The Peugeot Type 190 S is a model of Peugeot produced between 1928 and 1931.

The Type 190 was launched in late 1928 and sold alongside the lightweight Peugeot 5CV (itself based on the Quadrilette), a best-seller of the 1920s, which it was intended to replace. The Type 190 was also a small vehicle, but more traditional compared to earlier models. Its body was available in torpedo and spider configurations. The Type 190 carried over the small four-cylinder 695 cc engine from the 5CV, which developed 14 PS and could push the car to a maximum speed of 60 km/h.
The type 190 was quite successful and a total of more than 33,000 vehicles were produced. In 1929, its intended successor, the Peugeot 201, was launched, though production of the Type 190 ran until 1931.

==Traditional body construction==
The 190S was one of the last Peugeot models to come with a timber-frame body. Each piece of the frame was individually shaped from ash or beech wood, using traditional carpenters' tools.

==End of traditional nomenclature==
The Type 190 was so named because it was the 190th distinct design developed by Peugeot. However, at the time few customers would have been aware of the name. Even in the company's own brochures, the car was simply called "La 5CV Peugeot" (The Peugeot 5 hp). That all changed when this model was replaced.

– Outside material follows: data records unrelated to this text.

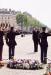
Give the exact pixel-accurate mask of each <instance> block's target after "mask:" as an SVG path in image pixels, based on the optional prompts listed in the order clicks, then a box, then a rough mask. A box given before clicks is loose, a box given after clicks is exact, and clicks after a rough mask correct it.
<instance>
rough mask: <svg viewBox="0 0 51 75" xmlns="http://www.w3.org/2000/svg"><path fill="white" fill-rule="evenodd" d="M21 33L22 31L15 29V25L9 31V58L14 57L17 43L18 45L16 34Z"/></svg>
mask: <svg viewBox="0 0 51 75" xmlns="http://www.w3.org/2000/svg"><path fill="white" fill-rule="evenodd" d="M19 34H20V33H19V32H18V31H17V32H15V31H14V27H11V30H10V31H9V32H8V33H7V36H6V43H7V45H8V46H9V59H11V58H12V57H14V51H15V45H17V43H16V41H15V36H16V35H19Z"/></svg>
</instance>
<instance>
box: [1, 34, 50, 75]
mask: <svg viewBox="0 0 51 75" xmlns="http://www.w3.org/2000/svg"><path fill="white" fill-rule="evenodd" d="M15 40H16V42H17V46H16V47H15V59H36V60H38V61H39V62H40V46H38V52H37V53H34V48H33V41H32V35H25V37H21V36H20V35H19V36H16V39H15ZM48 44H49V47H48V54H47V57H48V58H49V59H51V37H48ZM3 59H8V46H7V45H6V43H5V40H4V47H3ZM5 61H6V60H5ZM48 62H50V61H49V60H48ZM45 68H46V67H44V69H41V70H18V69H8V68H7V67H6V66H4V67H2V68H0V74H1V75H43V74H44V73H45V70H46V69H45Z"/></svg>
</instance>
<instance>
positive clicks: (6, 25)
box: [0, 9, 17, 28]
mask: <svg viewBox="0 0 51 75" xmlns="http://www.w3.org/2000/svg"><path fill="white" fill-rule="evenodd" d="M16 14H17V12H16V11H14V10H11V9H9V10H7V9H0V27H3V28H4V27H11V26H14V27H17V23H16Z"/></svg>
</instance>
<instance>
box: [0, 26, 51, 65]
mask: <svg viewBox="0 0 51 75" xmlns="http://www.w3.org/2000/svg"><path fill="white" fill-rule="evenodd" d="M45 31H46V27H42V32H40V31H39V30H37V29H34V30H33V42H34V52H37V51H38V43H39V44H40V48H41V62H42V63H44V64H46V63H47V48H48V42H47V37H48V36H51V33H48V32H47V33H46V32H45ZM19 34H20V32H19V31H14V27H11V28H10V30H9V32H8V33H7V34H6V37H5V39H6V44H7V45H8V47H9V60H10V59H12V57H14V50H15V45H16V44H17V43H16V41H15V36H16V35H19ZM4 35H5V34H4V31H2V29H1V28H0V61H2V52H3V45H4V42H3V36H4Z"/></svg>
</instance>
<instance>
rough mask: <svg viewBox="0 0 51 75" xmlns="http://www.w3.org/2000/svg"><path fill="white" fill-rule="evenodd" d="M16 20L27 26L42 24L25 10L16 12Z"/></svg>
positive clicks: (18, 21) (41, 25)
mask: <svg viewBox="0 0 51 75" xmlns="http://www.w3.org/2000/svg"><path fill="white" fill-rule="evenodd" d="M16 21H17V23H18V24H19V23H21V24H22V25H23V26H25V27H28V26H31V27H35V26H37V27H42V26H43V24H42V23H40V22H39V21H38V20H37V19H35V18H34V17H32V16H31V15H30V14H29V13H27V12H23V13H18V14H17V15H16Z"/></svg>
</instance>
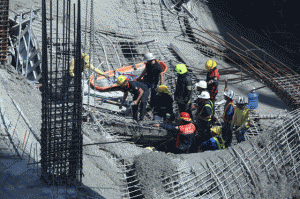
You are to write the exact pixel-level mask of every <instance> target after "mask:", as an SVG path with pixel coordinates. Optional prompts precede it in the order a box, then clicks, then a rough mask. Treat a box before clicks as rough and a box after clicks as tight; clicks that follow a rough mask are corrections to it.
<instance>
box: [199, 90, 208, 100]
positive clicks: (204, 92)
mask: <svg viewBox="0 0 300 199" xmlns="http://www.w3.org/2000/svg"><path fill="white" fill-rule="evenodd" d="M198 98H201V99H210V94H209V92H207V91H202V92H201V94H200V95H198Z"/></svg>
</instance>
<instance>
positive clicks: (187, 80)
mask: <svg viewBox="0 0 300 199" xmlns="http://www.w3.org/2000/svg"><path fill="white" fill-rule="evenodd" d="M175 71H176V72H177V82H176V90H175V93H174V99H175V101H176V102H177V104H178V109H179V112H180V113H181V112H187V113H188V114H189V115H190V117H191V118H192V120H193V114H192V110H191V105H192V103H191V102H192V87H193V86H192V79H191V77H190V75H189V74H188V73H187V68H186V66H185V65H184V64H178V65H176V67H175Z"/></svg>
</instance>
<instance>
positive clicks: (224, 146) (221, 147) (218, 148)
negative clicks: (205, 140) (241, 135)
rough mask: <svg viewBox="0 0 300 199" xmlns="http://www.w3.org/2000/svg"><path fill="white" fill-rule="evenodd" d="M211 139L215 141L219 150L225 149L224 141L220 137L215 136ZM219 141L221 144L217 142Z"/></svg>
mask: <svg viewBox="0 0 300 199" xmlns="http://www.w3.org/2000/svg"><path fill="white" fill-rule="evenodd" d="M213 139H214V140H215V141H216V143H217V145H218V149H219V150H221V149H225V141H224V140H223V138H222V137H220V136H215V137H213ZM219 139H220V140H221V143H220V142H219Z"/></svg>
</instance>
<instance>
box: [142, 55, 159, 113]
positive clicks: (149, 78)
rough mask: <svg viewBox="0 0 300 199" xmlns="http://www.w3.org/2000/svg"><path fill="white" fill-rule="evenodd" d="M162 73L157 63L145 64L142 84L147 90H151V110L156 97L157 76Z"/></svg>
mask: <svg viewBox="0 0 300 199" xmlns="http://www.w3.org/2000/svg"><path fill="white" fill-rule="evenodd" d="M162 72H163V69H162V67H161V65H160V63H159V62H158V61H155V64H151V62H149V63H146V74H145V76H144V80H143V83H145V84H146V85H147V86H148V88H149V89H151V97H150V106H151V107H152V108H153V107H154V104H153V100H154V97H155V95H156V88H157V85H158V80H159V74H160V73H162Z"/></svg>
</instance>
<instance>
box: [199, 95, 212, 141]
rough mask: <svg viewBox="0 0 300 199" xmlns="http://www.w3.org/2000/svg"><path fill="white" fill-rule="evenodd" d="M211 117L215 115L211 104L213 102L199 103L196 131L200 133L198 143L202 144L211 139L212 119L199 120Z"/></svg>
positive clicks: (209, 101)
mask: <svg viewBox="0 0 300 199" xmlns="http://www.w3.org/2000/svg"><path fill="white" fill-rule="evenodd" d="M210 115H211V116H212V117H213V115H214V113H213V103H212V102H211V100H207V101H206V102H199V104H198V110H197V115H196V129H197V132H198V136H197V138H196V140H195V142H196V143H202V142H203V141H205V140H208V139H210V138H211V133H210V128H211V119H207V120H206V119H205V120H204V119H199V118H200V117H202V118H205V117H207V116H210Z"/></svg>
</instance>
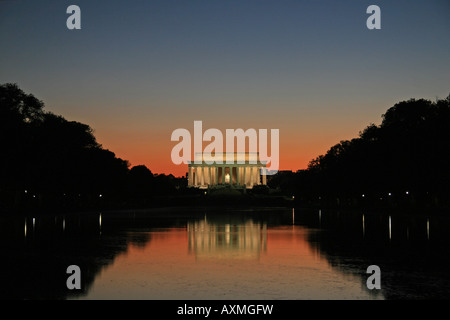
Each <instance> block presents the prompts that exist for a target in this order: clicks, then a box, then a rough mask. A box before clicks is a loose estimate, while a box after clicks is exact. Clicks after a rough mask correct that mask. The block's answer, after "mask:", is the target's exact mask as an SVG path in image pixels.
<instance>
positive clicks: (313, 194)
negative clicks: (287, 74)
mask: <svg viewBox="0 0 450 320" xmlns="http://www.w3.org/2000/svg"><path fill="white" fill-rule="evenodd" d="M448 150H450V95H449V97H447V98H446V99H442V100H437V101H436V102H432V101H429V100H425V99H419V100H416V99H410V100H408V101H402V102H399V103H397V104H395V105H394V106H393V107H391V108H390V109H388V110H387V111H386V113H385V114H384V115H383V116H382V123H381V124H380V125H379V126H377V125H374V124H370V125H369V126H367V127H366V128H365V129H364V130H363V131H362V132H360V134H359V137H358V138H355V139H352V140H345V141H341V142H340V143H338V144H336V145H334V146H332V147H331V148H330V149H329V150H328V151H327V153H326V154H324V155H320V156H318V157H316V158H315V159H313V160H311V161H310V163H309V165H308V169H307V170H303V171H299V172H297V173H296V174H295V178H292V177H291V178H290V179H289V180H290V181H291V182H290V183H289V184H290V185H291V186H292V185H293V184H294V185H295V187H294V189H295V192H296V193H297V194H298V196H299V197H296V198H299V199H304V200H307V201H309V202H312V201H316V202H317V200H319V199H321V200H322V201H321V203H322V204H324V203H326V204H328V205H333V206H336V205H339V206H341V205H343V204H346V205H363V204H364V205H388V206H392V205H394V206H402V205H410V206H419V207H420V206H424V205H425V206H431V207H436V206H441V207H442V206H448V205H449V204H450V203H449V199H448V196H447V195H448V192H449V191H450V168H449V166H448V164H449V163H450V152H449V151H448ZM285 180H286V179H281V180H280V179H275V180H273V182H276V185H275V186H279V187H281V188H282V189H284V190H287V188H286V181H285ZM292 180H295V182H294V183H293V182H292ZM290 188H291V189H292V187H290ZM289 192H292V190H290V191H289Z"/></svg>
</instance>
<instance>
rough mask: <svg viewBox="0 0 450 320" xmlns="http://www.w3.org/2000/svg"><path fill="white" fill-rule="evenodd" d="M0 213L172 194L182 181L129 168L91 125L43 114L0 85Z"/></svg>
mask: <svg viewBox="0 0 450 320" xmlns="http://www.w3.org/2000/svg"><path fill="white" fill-rule="evenodd" d="M0 146H1V149H0V150H1V156H0V211H11V210H28V209H36V208H45V209H49V208H57V209H60V208H66V209H73V210H76V209H79V208H89V207H93V208H95V207H99V206H105V205H108V204H113V203H114V205H117V204H119V203H123V204H130V203H139V202H142V201H144V200H145V199H147V198H148V196H149V195H152V194H153V195H164V194H173V193H175V192H176V191H177V190H178V189H180V188H181V187H182V186H183V184H184V181H185V179H180V178H175V177H174V176H172V175H164V174H160V175H155V174H153V173H152V172H151V171H150V170H149V169H148V168H147V167H146V166H144V165H139V166H135V167H132V168H130V164H129V162H128V161H126V160H123V159H121V158H119V157H116V155H115V154H114V153H113V152H111V151H109V150H107V149H105V148H103V147H102V145H101V144H99V143H98V142H97V140H96V138H95V136H94V133H93V130H92V128H91V127H90V126H88V125H86V124H83V123H80V122H76V121H69V120H66V119H65V118H64V117H62V116H60V115H56V114H54V113H51V112H47V111H45V110H44V103H43V102H42V101H40V100H39V99H37V98H36V97H35V96H33V95H32V94H27V93H25V92H24V91H23V90H21V89H20V88H19V87H18V86H17V84H12V83H6V84H2V85H0Z"/></svg>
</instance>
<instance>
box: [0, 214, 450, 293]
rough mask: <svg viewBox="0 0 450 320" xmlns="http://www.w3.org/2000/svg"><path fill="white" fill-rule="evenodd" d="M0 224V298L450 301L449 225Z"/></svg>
mask: <svg viewBox="0 0 450 320" xmlns="http://www.w3.org/2000/svg"><path fill="white" fill-rule="evenodd" d="M0 222H1V224H0V227H1V230H0V231H1V240H2V241H1V249H2V251H3V253H4V256H5V258H6V259H4V261H5V263H3V264H2V267H1V268H2V270H0V271H1V276H0V277H1V278H0V281H2V283H3V284H4V285H3V286H2V289H0V290H1V291H0V297H2V298H31V299H37V298H39V299H41V298H44V299H49V298H50V299H66V298H69V299H71V298H78V299H183V300H187V299H408V298H412V299H417V298H437V297H439V298H445V297H447V298H448V297H449V295H450V293H449V292H450V290H449V289H450V279H449V276H448V275H447V273H446V270H445V266H446V265H448V262H449V261H448V260H449V254H448V253H449V251H448V250H449V249H448V248H449V246H448V243H449V241H448V236H447V234H446V230H448V221H447V220H444V221H442V220H440V219H438V218H430V217H408V218H405V217H403V216H394V215H388V216H387V215H382V214H360V213H356V214H355V213H352V214H347V213H333V212H328V211H323V210H295V209H285V210H284V209H279V210H274V209H265V210H262V209H258V210H247V211H242V210H241V211H238V210H234V211H232V210H228V211H226V212H223V211H219V210H212V209H203V210H201V211H199V210H198V209H195V210H193V209H191V210H188V209H182V208H180V209H170V210H169V209H161V210H152V211H148V212H144V211H142V212H131V213H130V212H121V213H97V214H74V215H64V216H44V217H28V218H26V219H25V220H24V219H20V220H19V219H3V220H1V221H0ZM361 222H362V223H361ZM30 223H31V224H32V229H30V227H29V225H30ZM432 228H434V229H433V230H434V233H433V237H430V230H431V229H432ZM70 264H77V265H79V266H80V268H81V270H82V273H83V276H82V282H83V286H82V287H83V290H81V292H73V291H69V290H67V288H66V287H65V280H66V279H67V275H66V273H65V271H66V268H67V266H68V265H70ZM371 264H376V265H379V266H380V268H381V271H382V289H381V290H379V291H376V290H368V289H367V288H366V285H365V283H366V280H367V277H368V275H367V274H366V269H367V267H368V266H369V265H371ZM399 275H400V276H399Z"/></svg>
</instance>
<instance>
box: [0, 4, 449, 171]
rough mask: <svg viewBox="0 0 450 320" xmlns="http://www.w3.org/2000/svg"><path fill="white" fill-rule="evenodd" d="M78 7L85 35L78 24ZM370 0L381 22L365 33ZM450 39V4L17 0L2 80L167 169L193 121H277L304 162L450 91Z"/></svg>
mask: <svg viewBox="0 0 450 320" xmlns="http://www.w3.org/2000/svg"><path fill="white" fill-rule="evenodd" d="M71 4H77V5H79V6H80V8H81V26H82V29H81V30H72V31H71V30H68V29H67V28H66V19H67V17H68V14H66V8H67V7H68V6H69V5H71ZM371 4H376V5H378V6H380V8H381V26H382V29H381V30H368V29H367V28H366V19H367V17H368V16H369V15H368V14H366V8H367V7H368V6H369V5H371ZM449 35H450V1H448V0H428V1H425V0H408V1H406V0H405V1H396V0H390V1H376V0H375V1H363V0H344V1H331V0H329V1H325V0H322V1H321V0H315V1H312V0H311V1H301V0H297V1H275V0H273V1H263V0H259V1H249V0H239V1H230V0H226V1H225V0H223V1H217V0H216V1H214V0H203V1H192V0H184V1H167V0H164V1H151V0H146V1H136V0H133V1H111V0H110V1H92V0H91V1H78V0H76V1H21V0H6V1H0V43H1V52H0V83H5V82H16V83H18V84H19V86H20V87H21V88H23V89H24V90H25V91H27V92H31V93H33V94H35V95H36V96H37V97H38V98H40V99H42V100H44V102H45V103H46V105H47V108H46V109H47V110H48V111H53V112H55V113H58V114H62V115H63V116H65V117H66V118H68V119H70V120H77V121H82V122H85V123H88V124H90V125H91V126H92V127H94V128H95V129H96V135H97V137H98V139H99V141H100V142H101V143H103V144H104V146H105V147H107V148H110V149H111V150H113V151H115V152H116V153H117V154H118V156H120V157H122V158H125V159H129V160H130V161H131V162H132V164H140V163H145V164H147V165H148V166H149V167H151V168H154V171H156V172H158V171H160V172H162V171H165V172H169V171H171V170H172V169H173V171H176V170H177V169H176V168H173V167H170V164H167V162H168V161H170V149H171V147H172V146H173V145H172V144H171V142H170V133H171V132H172V131H173V130H174V129H176V128H180V127H185V128H188V129H192V125H193V121H194V120H203V122H204V123H205V127H217V128H239V127H241V128H268V129H270V128H278V129H280V144H281V154H280V156H281V158H280V162H281V163H280V164H281V167H282V169H283V168H286V169H294V170H295V169H298V168H301V167H304V166H305V165H306V163H307V161H308V160H310V159H311V158H313V157H315V156H317V155H318V154H320V153H323V152H325V151H326V150H327V149H328V147H330V146H331V145H333V144H335V143H337V142H339V141H340V140H343V139H351V138H353V137H355V136H356V135H357V134H358V132H359V131H360V130H362V129H363V128H364V127H365V126H366V125H368V124H369V123H371V122H375V123H379V122H380V120H381V114H382V113H384V112H385V111H386V110H387V109H388V108H389V107H391V106H392V105H393V104H394V103H396V102H398V101H400V100H405V99H409V98H414V97H415V98H421V97H423V98H429V99H435V98H436V97H440V98H444V97H446V96H447V95H448V94H449V93H450V40H449V39H450V37H449ZM283 150H284V151H283ZM292 150H295V152H292ZM152 151H153V152H152ZM283 160H284V161H283ZM183 170H184V169H183Z"/></svg>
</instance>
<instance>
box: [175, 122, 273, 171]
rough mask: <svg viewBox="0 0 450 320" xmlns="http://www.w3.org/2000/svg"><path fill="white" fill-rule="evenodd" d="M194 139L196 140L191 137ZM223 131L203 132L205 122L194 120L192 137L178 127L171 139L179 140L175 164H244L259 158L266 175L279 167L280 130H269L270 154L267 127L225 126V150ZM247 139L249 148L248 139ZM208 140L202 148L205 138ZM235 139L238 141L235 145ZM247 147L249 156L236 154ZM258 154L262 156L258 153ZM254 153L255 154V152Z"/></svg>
mask: <svg viewBox="0 0 450 320" xmlns="http://www.w3.org/2000/svg"><path fill="white" fill-rule="evenodd" d="M192 140H193V141H192ZM223 140H224V135H223V134H222V131H220V130H219V129H216V128H210V129H207V130H206V131H205V132H203V122H202V121H194V138H193V139H192V138H191V133H190V132H189V130H187V129H184V128H178V129H175V130H174V131H173V132H172V135H171V141H179V142H178V144H176V145H175V146H174V147H173V148H172V152H171V159H172V162H173V163H174V164H176V165H180V164H190V163H192V161H191V159H192V158H195V159H194V161H193V163H195V164H201V163H202V162H205V163H206V164H223V163H224V160H225V163H226V164H235V162H236V164H244V163H245V161H246V160H248V161H249V163H251V164H255V163H257V162H258V161H260V162H264V163H265V164H266V173H265V174H267V175H273V174H276V173H277V172H278V169H279V164H280V160H279V144H280V130H279V129H271V130H270V155H269V154H268V131H267V129H259V130H258V131H257V130H256V129H253V128H250V129H247V130H245V131H244V130H243V129H226V130H225V152H224V141H223ZM247 140H248V142H249V143H248V148H247V144H246V141H247ZM204 141H207V142H209V144H208V145H207V146H206V147H205V148H203V142H204ZM235 141H237V143H236V145H235ZM192 143H193V145H194V154H195V157H192ZM247 150H248V154H249V155H250V157H249V159H246V158H245V157H237V158H236V157H235V154H245V153H246V151H247ZM257 154H258V155H259V159H258V157H257V156H256V155H257ZM252 155H253V156H252Z"/></svg>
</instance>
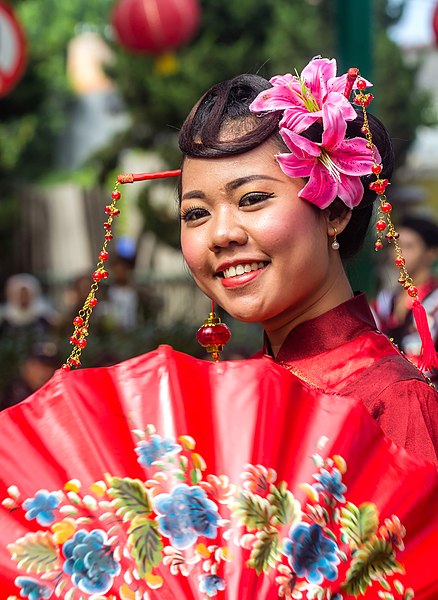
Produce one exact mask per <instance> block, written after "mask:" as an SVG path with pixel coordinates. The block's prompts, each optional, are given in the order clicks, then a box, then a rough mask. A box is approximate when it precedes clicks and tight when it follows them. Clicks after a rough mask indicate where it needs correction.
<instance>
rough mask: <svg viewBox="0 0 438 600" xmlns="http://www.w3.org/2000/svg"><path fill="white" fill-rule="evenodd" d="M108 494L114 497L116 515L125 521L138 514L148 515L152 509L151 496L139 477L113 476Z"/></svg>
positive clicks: (112, 503)
mask: <svg viewBox="0 0 438 600" xmlns="http://www.w3.org/2000/svg"><path fill="white" fill-rule="evenodd" d="M108 484H109V485H110V486H111V487H110V488H109V490H108V495H109V496H110V497H111V498H114V499H113V501H112V505H113V506H114V507H115V508H116V509H117V512H116V515H118V516H121V517H123V520H124V521H130V520H132V519H133V518H134V517H135V516H136V515H137V516H148V515H149V514H150V512H151V510H152V506H151V503H150V500H149V496H148V495H147V492H146V490H145V488H144V485H143V483H142V482H141V481H140V480H139V479H130V478H129V477H123V478H121V477H111V478H110V480H109V481H108Z"/></svg>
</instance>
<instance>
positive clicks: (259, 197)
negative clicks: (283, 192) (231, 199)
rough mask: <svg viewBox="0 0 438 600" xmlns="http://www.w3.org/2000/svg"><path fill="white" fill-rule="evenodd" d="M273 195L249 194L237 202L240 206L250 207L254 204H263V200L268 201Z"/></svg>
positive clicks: (266, 194) (241, 198) (271, 194)
mask: <svg viewBox="0 0 438 600" xmlns="http://www.w3.org/2000/svg"><path fill="white" fill-rule="evenodd" d="M273 195H274V194H273V193H270V194H269V193H267V192H251V193H249V194H245V195H244V196H243V197H242V198H241V199H240V202H239V205H240V206H252V205H254V204H259V203H260V202H263V201H264V200H268V199H269V198H272V197H273Z"/></svg>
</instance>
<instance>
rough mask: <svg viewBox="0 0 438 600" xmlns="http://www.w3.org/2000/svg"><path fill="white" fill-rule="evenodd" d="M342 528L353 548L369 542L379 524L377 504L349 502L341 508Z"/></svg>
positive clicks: (368, 502)
mask: <svg viewBox="0 0 438 600" xmlns="http://www.w3.org/2000/svg"><path fill="white" fill-rule="evenodd" d="M340 523H341V528H342V529H341V530H342V533H343V534H345V536H346V537H347V540H348V542H349V543H350V545H351V546H352V547H353V548H359V547H360V546H362V545H363V544H364V543H366V542H368V541H369V540H370V539H371V538H372V537H373V536H374V535H375V533H376V531H377V527H378V526H379V513H378V512H377V508H376V505H375V504H372V503H371V502H364V503H363V504H361V505H360V506H359V507H357V506H356V505H355V504H352V503H351V502H348V503H347V504H346V505H345V506H343V507H342V509H341V519H340Z"/></svg>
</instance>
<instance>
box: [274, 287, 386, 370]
mask: <svg viewBox="0 0 438 600" xmlns="http://www.w3.org/2000/svg"><path fill="white" fill-rule="evenodd" d="M376 330H377V325H376V322H375V320H374V317H373V315H372V312H371V309H370V307H369V305H368V302H367V299H366V296H365V294H358V295H357V296H354V297H353V298H351V299H350V300H347V301H346V302H343V303H342V304H339V306H336V307H335V308H332V309H331V310H329V311H328V312H326V313H324V314H323V315H320V316H319V317H316V318H315V319H310V321H305V322H304V323H301V324H300V325H297V327H295V329H292V331H291V332H290V333H289V334H288V336H287V337H286V339H285V340H284V342H283V345H282V347H281V348H280V352H279V353H278V355H277V358H276V360H277V361H282V362H290V361H293V360H299V359H302V358H307V357H310V356H316V355H317V354H320V353H322V352H327V351H328V350H333V349H334V348H337V347H339V346H342V344H345V343H346V342H349V341H351V340H352V339H354V338H356V337H358V336H359V335H361V334H362V333H365V332H367V331H376ZM263 351H264V354H268V355H270V356H272V350H271V346H270V344H269V340H268V338H267V336H266V334H265V341H264V346H263Z"/></svg>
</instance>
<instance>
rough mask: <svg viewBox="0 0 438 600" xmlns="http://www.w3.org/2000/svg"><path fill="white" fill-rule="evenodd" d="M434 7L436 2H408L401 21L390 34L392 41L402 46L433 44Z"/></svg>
mask: <svg viewBox="0 0 438 600" xmlns="http://www.w3.org/2000/svg"><path fill="white" fill-rule="evenodd" d="M392 3H393V4H399V1H398V0H392ZM436 5H437V0H408V2H407V5H406V8H405V11H404V14H403V17H402V19H401V20H400V22H399V23H398V24H397V26H396V27H394V28H393V29H392V31H391V32H390V33H391V37H392V38H393V39H394V41H395V42H397V43H398V44H400V45H403V46H424V45H431V44H433V43H434V33H433V29H432V15H433V12H434V9H435V6H436Z"/></svg>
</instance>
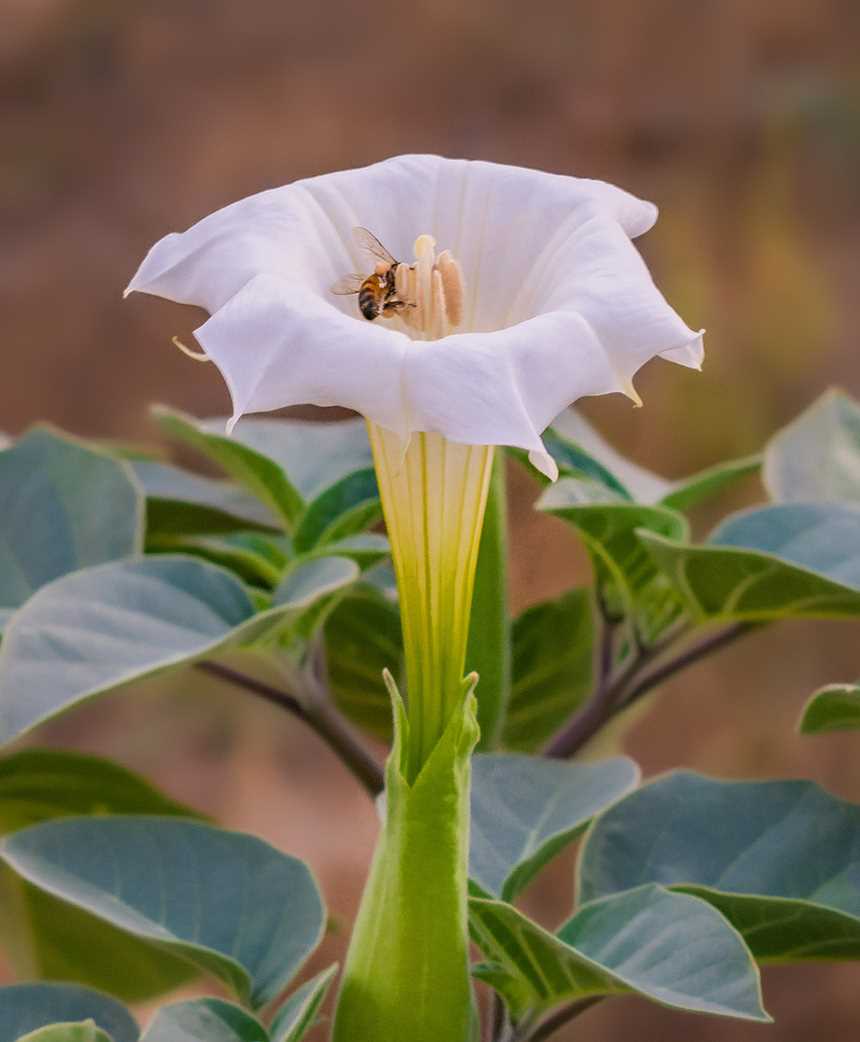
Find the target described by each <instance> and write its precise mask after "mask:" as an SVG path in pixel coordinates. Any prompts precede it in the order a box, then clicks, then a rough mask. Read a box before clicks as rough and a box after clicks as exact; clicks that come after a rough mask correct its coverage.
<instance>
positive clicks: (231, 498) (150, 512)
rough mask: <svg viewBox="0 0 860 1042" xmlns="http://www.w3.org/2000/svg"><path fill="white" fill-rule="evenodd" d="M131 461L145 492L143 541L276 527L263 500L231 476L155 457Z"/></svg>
mask: <svg viewBox="0 0 860 1042" xmlns="http://www.w3.org/2000/svg"><path fill="white" fill-rule="evenodd" d="M130 466H131V468H132V470H133V472H134V476H136V477H137V478H138V481H139V482H140V485H141V487H142V488H143V491H144V494H145V495H146V536H147V541H151V540H153V539H156V538H157V537H164V536H188V535H196V536H199V535H215V534H219V532H225V531H238V530H242V529H260V530H262V531H277V530H278V528H279V525H278V522H277V520H276V517H275V515H273V514H272V512H271V511H270V510H269V508H268V507H267V506H265V505H264V504H263V503H262V502H261V501H260V500H259V499H256V498H255V497H254V496H250V495H248V493H246V492H244V491H243V490H242V489H240V488H238V487H237V486H236V485H234V483H232V482H231V481H224V480H217V479H215V478H212V477H203V476H201V475H200V474H194V473H192V472H191V471H188V470H182V469H181V468H180V467H174V466H172V465H171V464H166V463H161V462H159V461H155V460H133V461H131V463H130Z"/></svg>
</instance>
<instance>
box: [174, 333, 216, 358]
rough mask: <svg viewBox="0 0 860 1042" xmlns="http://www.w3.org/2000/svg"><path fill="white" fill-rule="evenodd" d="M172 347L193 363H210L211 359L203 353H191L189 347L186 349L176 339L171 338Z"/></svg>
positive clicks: (181, 344)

Cars after the Type 190 use names three digits long with a zero in the middle, beginning with the 201, abandoning Peugeot's original procedure of naming each new model with a successive ordinal number. Cars of the 20x class would be smaller than cars of the 30x or 40x class, and cars of the same class would be usually replaced by the next ordinal number (e.g. the 201 was replaced with the Peugeot 202).